Rising at 249.7 m high, the tower currently serves as SM Prime Holdings' tallest completed building, which serves as the tower's owner and developer under its subsidiary First Asia Realty Development Corporation. The tower also has 112,000 m2 of total floor area, and has an approximate typical floor plate of 2,700 m2 of office space per floor. The tower also has a total of 1,243 carpark slots, which includes 56 parking slots energy conserving vehicles, divided into three basement and four aboveground parking levels. The tower also has 24 high-speed elevators from Mitsubishi Electric, and also houses a Public Terminal Interchange at the ground floor for UV Express vehicles and shuttle services. A helipad is also built at the top of the tower, which is located at the roofdeck level.

==Tenants==
The tower hosts a variety of tech companies, business process outsourcing (BPO) companies, and services companies occupy the tower's office levels. On December 14, 2022, Australian BPO company ConnectOS opened its headquarters in the tower, and served as the tower's major foundation tenant. ConnectOS' headquarters features a collaborative workspace design to support more than 2,000 employees.

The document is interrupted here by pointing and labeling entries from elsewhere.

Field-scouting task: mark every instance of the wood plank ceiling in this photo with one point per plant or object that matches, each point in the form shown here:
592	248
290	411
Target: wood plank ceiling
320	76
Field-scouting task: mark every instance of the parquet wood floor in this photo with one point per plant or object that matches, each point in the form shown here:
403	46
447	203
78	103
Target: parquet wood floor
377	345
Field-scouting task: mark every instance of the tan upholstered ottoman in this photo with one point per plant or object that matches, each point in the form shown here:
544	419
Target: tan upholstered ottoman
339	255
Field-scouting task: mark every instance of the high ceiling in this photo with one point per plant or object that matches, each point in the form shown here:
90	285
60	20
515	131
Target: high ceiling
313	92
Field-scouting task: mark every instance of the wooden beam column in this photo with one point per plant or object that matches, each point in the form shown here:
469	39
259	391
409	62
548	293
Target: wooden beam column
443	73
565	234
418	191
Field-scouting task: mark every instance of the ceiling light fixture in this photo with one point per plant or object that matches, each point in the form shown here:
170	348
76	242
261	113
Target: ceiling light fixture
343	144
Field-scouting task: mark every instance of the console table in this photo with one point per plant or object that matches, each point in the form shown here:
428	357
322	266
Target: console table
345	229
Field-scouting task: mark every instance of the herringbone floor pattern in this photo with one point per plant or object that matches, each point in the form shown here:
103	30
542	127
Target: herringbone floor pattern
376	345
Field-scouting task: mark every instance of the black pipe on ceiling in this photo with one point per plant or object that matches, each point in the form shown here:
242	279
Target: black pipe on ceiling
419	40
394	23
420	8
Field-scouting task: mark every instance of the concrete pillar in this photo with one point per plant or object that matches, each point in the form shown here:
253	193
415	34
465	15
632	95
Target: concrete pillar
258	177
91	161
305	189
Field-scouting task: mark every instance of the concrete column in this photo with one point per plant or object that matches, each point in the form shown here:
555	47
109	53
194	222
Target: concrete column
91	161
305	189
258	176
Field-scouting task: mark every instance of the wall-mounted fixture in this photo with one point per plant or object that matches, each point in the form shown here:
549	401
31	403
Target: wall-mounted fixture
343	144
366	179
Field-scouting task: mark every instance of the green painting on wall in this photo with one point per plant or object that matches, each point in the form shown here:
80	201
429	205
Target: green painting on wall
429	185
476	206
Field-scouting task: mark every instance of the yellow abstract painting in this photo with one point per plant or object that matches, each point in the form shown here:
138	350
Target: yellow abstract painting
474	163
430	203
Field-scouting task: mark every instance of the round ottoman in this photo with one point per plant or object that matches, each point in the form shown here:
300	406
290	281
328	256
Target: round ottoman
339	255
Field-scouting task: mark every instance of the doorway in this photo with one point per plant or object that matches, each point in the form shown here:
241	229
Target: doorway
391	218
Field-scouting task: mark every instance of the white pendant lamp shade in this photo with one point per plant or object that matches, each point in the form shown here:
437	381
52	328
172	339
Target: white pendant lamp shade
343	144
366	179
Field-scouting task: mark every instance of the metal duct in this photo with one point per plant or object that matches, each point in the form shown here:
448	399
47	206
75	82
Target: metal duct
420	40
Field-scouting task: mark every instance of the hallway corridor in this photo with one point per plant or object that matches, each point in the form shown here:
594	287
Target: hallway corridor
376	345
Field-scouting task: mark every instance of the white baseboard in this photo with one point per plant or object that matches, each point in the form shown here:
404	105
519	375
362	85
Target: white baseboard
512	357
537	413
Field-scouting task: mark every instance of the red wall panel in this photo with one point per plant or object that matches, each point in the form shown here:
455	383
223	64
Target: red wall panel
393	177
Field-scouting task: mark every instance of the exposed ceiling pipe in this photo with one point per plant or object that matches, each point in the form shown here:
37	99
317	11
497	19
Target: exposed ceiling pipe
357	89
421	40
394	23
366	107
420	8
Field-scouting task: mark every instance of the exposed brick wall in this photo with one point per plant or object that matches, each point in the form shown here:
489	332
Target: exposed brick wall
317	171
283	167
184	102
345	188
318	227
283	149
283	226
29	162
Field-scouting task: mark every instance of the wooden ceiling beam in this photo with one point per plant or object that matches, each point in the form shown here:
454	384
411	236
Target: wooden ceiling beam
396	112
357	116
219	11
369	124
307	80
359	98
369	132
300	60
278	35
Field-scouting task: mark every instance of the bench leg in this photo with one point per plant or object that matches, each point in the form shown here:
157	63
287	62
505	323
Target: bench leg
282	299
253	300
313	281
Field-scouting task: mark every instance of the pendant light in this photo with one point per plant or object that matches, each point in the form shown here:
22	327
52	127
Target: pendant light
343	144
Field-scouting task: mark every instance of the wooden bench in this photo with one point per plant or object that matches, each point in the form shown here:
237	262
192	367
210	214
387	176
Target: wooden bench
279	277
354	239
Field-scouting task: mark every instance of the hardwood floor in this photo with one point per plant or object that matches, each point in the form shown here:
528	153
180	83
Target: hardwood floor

Greatwork, a co-working space company, occupies office spaces on the 24th, 32nd, and 34th floors of the tower. BIPO Service Philippines Inc., a global human resources and payroll outsourcing company, also hosts its headquarters in the tower. Other additional tenants include [24]7.ai SM Megamall, a BPO company, OCS Philippines-Manila, a cleaning services company that currently occupies the 10th floor of the tower, and Ryan Tax Services Philippines Inc., which has offices at the 36th floor. On May 28, 2024, Vertiv Philippines Inc. opened its new headquarters and offices in the tower, and occupies four floors, namely floors 18 to 22, which spans over 8,000 m2 of office space. Vertiv is also set to employ 1,200 employees in their office.

==Incidents==
- On September 2, 2021, a fire occurred on the 27th floor of the Mega Tower, and reportedly began around 10:26 AM, causing some construction workers in the building to be reportedly trapped. Due to the intensity of the fire, a Philippine Air Force Sikorsky S-76A helicopter was deployed to airlift construction workers on the site. A total of 96 people were later rescued, with two people reported as injured.